Physically, the device is outlined by 150 mm x 76 mm x 16 mm, 160.0, Plastic, and Black. This is where you start picturing whether it is truly pocketable, only jacket-safe, or clearly a bag companion. The best portable devices earn their place in a routine. They are easy to reach for, easy to trust, and easy to put back down without feeling delicate.
The practical I/O story includes Internal MicroSD & Internal SDHC, WiFi 4, Bluetooth 2.0, Mini USB, and HDMI. These details matter because many retro buyers are also collectors, tinkerers, dock-and-TV players, or people with large libraries that need sensible storage and transfer options.
The Buying Context
ODROID S is currently tracked around Discontinued and lands in the Discontinued pricing band. This category is ruthless about value perception. A handheld can be beloved at one price and impossible to defend at another.
Availability is part of the value story too. A strong handheld with sketchy storefronts or inconsistent launch timing can still become a frustrating buy.

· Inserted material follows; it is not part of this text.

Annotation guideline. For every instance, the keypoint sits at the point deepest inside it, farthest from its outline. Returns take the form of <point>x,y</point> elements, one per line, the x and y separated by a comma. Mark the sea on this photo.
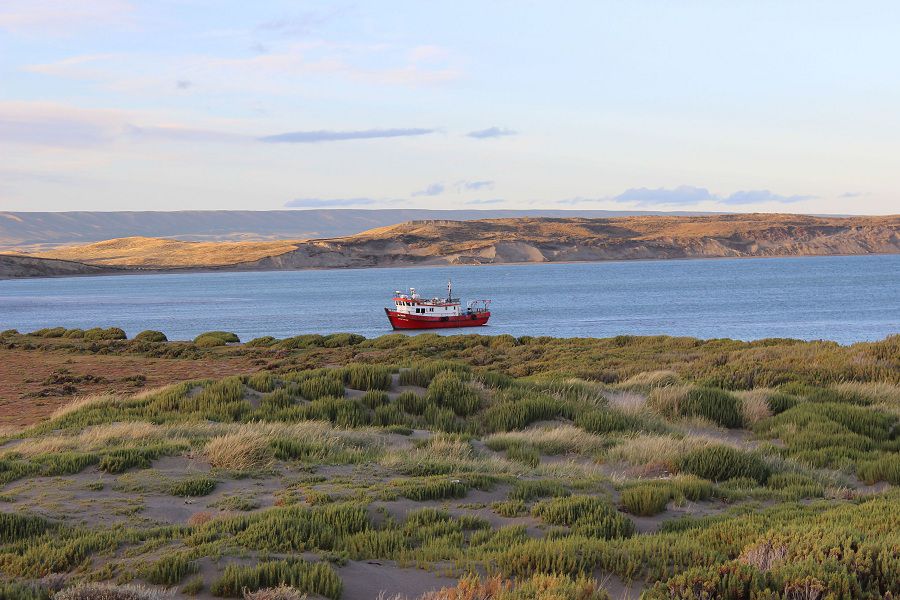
<point>845,299</point>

Every handheld makes tradeoffs somewhere, even when the spreadsheet leaves them unstated. Good buying advice is not about pretending the downsides do not exist; it is about deciding whether the downsides land in the part of the experience you personally care about.
The Shortlist Verdict
ODROID S leaves the strongest impression when you frame it as a recommendation for shoppers who want a focused retro machine with a clear role. That is also what turns the buying advice from noise into something useful.
Budget shortlist candidate is not just a catchy label here. It is the cleanest shorthand for why this device deserves attention. The practical feature mix still gives it a recognizable lane.
If the device sparks your interest, the smartest next click is usually JXD 300, followed by JXD S192 "Singularity", because that is where the shape of the market around it comes into focus. That is what a good review should do: not close the conversation, but sharpen the next choice.
Playable Games
Games shown here match systems this handheld can run at a B grade or better.
No synced games available for this console yet.